The university was riddled with politics, and tear gas was frequently used by the police on the campus. The students were unhappy, the staff members were unhappy, and the whole place was fraught with tension. The research facilities were very elementary, and the bureaucracy stifling.

It was as if I was starting out yet again when I moved to Durban. I had left my marriage with very little – a few rugs, a desk and my books. I had nothing else – no stove, bed, linen, fridge, or even pots and pans. One morning I went to a local furniture store and furnished my flat, using my credit card to pay. I woke up late that night in a cold sweat, realising that I had no way of paying back the enormous debt that I had just incurred.

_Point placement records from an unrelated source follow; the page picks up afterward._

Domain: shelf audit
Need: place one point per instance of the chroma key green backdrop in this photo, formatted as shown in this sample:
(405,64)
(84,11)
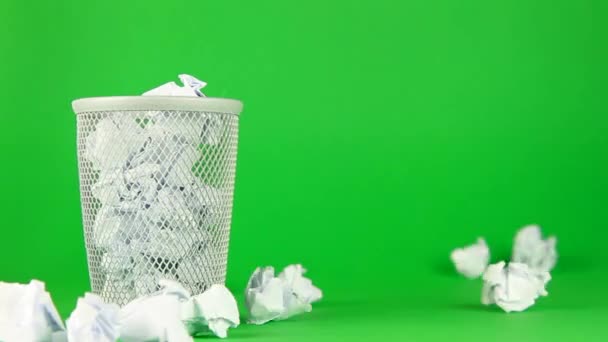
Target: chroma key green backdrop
(376,136)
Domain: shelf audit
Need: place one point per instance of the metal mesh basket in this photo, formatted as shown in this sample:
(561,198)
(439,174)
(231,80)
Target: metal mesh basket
(156,185)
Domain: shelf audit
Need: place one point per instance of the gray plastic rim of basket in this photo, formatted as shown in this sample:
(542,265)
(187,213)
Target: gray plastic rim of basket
(177,103)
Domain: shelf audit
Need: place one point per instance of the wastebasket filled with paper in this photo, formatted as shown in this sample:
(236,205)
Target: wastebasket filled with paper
(156,184)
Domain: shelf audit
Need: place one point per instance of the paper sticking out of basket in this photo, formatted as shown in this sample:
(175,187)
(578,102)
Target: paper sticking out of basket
(192,87)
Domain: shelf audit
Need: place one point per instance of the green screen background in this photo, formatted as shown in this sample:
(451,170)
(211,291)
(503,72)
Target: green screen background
(376,137)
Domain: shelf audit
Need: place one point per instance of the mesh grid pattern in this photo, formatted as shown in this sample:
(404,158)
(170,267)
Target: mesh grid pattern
(156,192)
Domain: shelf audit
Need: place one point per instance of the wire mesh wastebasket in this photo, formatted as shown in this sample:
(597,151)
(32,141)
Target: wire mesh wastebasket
(156,187)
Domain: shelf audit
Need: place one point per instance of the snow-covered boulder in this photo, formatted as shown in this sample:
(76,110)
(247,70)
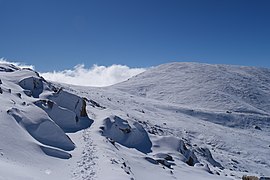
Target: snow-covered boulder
(131,135)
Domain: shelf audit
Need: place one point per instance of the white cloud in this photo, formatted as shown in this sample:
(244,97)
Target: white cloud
(98,76)
(95,76)
(18,64)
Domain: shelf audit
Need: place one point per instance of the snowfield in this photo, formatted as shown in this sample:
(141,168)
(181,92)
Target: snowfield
(174,121)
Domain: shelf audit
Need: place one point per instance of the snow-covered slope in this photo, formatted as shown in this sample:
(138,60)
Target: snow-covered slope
(174,121)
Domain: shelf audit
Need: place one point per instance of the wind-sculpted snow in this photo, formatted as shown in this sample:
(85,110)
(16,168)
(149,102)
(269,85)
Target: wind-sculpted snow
(42,118)
(42,128)
(219,87)
(33,85)
(131,135)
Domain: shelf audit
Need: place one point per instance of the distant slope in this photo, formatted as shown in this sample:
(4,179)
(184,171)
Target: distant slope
(196,85)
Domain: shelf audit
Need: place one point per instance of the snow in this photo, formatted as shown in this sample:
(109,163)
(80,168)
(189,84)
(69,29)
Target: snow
(174,121)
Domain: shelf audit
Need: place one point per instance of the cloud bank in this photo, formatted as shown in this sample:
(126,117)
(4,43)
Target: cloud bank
(97,76)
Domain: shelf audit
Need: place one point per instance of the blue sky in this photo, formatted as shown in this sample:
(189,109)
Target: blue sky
(59,34)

At about 1 a.m., I took a pair of scissors and cut up my credit card, then applied my mind to making extra money. Durban has the highest median age of people living in South Africa, and women outlive men, so I concluded that there must be many elderly women who needed help with basic handyman chores. I took my last twenty rand and used this to have a sign made, which read ‘Handyman. No job too small’ with my telephone number. I approached a hardware store in Musgrave Centre and agreed to buy all my materials from them if they displayed my sign in their window. My phone didn’t stop ringing, and I was in business!

I was lecturing during the day, and in the evenings and over
weekends I would return messages, give quotes and carry out the handyman work. It was all work that I was capable of – fixing windows, hanging doors and other minor repair work.

One day I received a call to quote on fitting out a poodle parlour. The business premises were brand new and, on arrival, I realised that this was way beyond my elementary carpentry talents. I provided an outrageous quote, hoping never to hear from the owners again, but an hour later my phone rang. The chap who came to quote after me had been as drunk as a skunk, and they wanted me to do the job!

There were some men working at the university building on a new addition, and I approached the foreman to ask him if there was a carpenter on his team looking for after-hours work. Jerry Sewnarain came to work for me, and for the next two years we ran around Durban doing a wide range of handyman work. It was the only time in my life that I actually had cash in my pocket.

There was a constant demand for wooden window frames to be replaced in Durban, as the humidity meant that they used to rot quite quickly. One day we were called in to do some work at a house of a very snooty woman, whose husband was a senior anaesthetist in the city. When we arrived at her house, she served us tea in a jam tin and had the maid keep an eye on us in case we stole the spoons!